CASTEP is a UK flagship materials modelling software package, which uses Density Functional Theory (DFT) to predict and explain mechanical, physical, electronic and chemical properties of materials. It is used by thousands of academic and industrial research groups across more than 60 countries, and heavily used on ARCHER2, where it routinely exceeds 5% of total monthly usage. The aim of this eCSE project was to substantially improve the parallel performance of CASTEP, reducing the time-to-science and extending the range of compute cores which may be used efficiently. This was to be achieved by re-engineering CASTEP’s main distributed memory parallel decomposition, and extending and optimising CASTEP’s shared memory parallelisation.

DFT is a form of quantum mechanics, which has become one of the most widely used research tools for studying the behaviour of matter at the nanoscale. In principle the properties of materials could be predicted by solving the many-electron Schrödinger equation, but solving it directly is not practical for systems of more than a few electrons, as the computer memory required for such problems scales exponentially with the number of electrons. Instead, the fundamental DFT theorems prove that all ground state properties of a system depend only on the electron density ρ(r), which does not have a problematic memory scaling with the number of electrons. The energy functional is of particular interest, as by knowing the energy and its derivatives one can predict the lowest energy (ground state) structure of a material or molecule, which is the most stable state and therefore the state most likely to be found in nature under ambient conditions. The exact energy functional is unknown, but relatively simple approximations can yield highly accurate results, and this favourable balance of computational cost and accuracy has led to approximately 30,000 papers using DFT published each year (of which CASTEP users account for roughly 10%).

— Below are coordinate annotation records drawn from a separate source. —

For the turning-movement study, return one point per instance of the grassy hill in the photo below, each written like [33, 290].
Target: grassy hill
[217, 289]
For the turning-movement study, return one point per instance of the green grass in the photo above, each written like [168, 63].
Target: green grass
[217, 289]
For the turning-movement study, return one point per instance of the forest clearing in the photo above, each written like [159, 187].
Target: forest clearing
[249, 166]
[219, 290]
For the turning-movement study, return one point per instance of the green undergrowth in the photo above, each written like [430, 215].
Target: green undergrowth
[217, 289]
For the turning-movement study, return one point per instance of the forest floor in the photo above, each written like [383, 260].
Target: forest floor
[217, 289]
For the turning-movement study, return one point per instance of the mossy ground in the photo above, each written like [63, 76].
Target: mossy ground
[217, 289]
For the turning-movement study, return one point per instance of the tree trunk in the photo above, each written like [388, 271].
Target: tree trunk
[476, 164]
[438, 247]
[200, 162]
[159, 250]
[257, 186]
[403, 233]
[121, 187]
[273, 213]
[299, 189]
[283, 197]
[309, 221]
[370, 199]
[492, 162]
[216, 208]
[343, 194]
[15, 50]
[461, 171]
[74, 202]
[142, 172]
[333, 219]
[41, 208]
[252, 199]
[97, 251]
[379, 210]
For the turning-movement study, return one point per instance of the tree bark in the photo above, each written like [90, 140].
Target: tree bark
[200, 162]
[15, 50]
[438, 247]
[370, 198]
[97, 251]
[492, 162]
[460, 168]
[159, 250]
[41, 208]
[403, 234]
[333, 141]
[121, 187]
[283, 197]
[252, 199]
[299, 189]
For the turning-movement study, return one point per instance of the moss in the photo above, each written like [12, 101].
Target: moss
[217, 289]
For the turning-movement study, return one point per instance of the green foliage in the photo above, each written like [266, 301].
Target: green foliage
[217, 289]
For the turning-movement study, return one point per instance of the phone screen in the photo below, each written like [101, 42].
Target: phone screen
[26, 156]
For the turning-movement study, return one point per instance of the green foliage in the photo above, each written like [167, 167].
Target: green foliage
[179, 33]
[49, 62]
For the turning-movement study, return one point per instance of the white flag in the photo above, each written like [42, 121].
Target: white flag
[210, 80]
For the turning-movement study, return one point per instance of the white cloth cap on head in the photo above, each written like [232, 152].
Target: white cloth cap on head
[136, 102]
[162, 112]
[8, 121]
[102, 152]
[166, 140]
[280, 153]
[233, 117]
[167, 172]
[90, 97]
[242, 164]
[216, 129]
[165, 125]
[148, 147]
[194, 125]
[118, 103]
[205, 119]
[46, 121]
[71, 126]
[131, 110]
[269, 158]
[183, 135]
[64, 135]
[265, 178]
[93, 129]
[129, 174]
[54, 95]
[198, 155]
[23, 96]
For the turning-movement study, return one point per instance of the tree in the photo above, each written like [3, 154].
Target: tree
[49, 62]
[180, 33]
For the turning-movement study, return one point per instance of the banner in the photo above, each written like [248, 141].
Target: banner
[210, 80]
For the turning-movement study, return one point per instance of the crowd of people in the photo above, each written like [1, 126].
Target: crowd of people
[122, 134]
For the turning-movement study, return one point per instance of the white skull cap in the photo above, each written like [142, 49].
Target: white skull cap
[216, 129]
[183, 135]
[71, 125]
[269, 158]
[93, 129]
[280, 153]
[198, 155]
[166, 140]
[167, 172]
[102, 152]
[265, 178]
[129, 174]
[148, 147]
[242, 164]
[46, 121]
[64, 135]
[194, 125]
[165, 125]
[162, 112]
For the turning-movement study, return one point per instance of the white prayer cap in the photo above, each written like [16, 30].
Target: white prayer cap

The atoms in materials are typically arranged in periodically repeating structures, and CASTEP uses periodic boundary conditions when solving the Kohn-Sham equations (the crucial equations at the heart of DFT). The solutions to these equations are the Kohn-Sham wavefunctions, which in CASTEP are represented as weighted sums of periodic 3D plane-waves—the so-called 3D Fourier basis. The plane-waves must have the same periodicity as the simulated atomic structure, and this restricts the permitted plane waves to those whose wave-vectors lie on a discrete 3D grid. Thus the Kohn-Sham wavefunctions are typically represented as a set of coefficients for each point on this plane-wave (Fourier) grid. When solving the Kohn-Sham equations, some operations are very efficient in this plane-wave basis; however, other operations are much more efficient to carry out with wavefunctions represented by values on a 3D spatial grid (“real-space”). During each CASTEP simulation, Fast Fourier Transforms (FFTs) are used to efficiently transform the wavefunction from the plane-wave representation to the real-space representation, and back again.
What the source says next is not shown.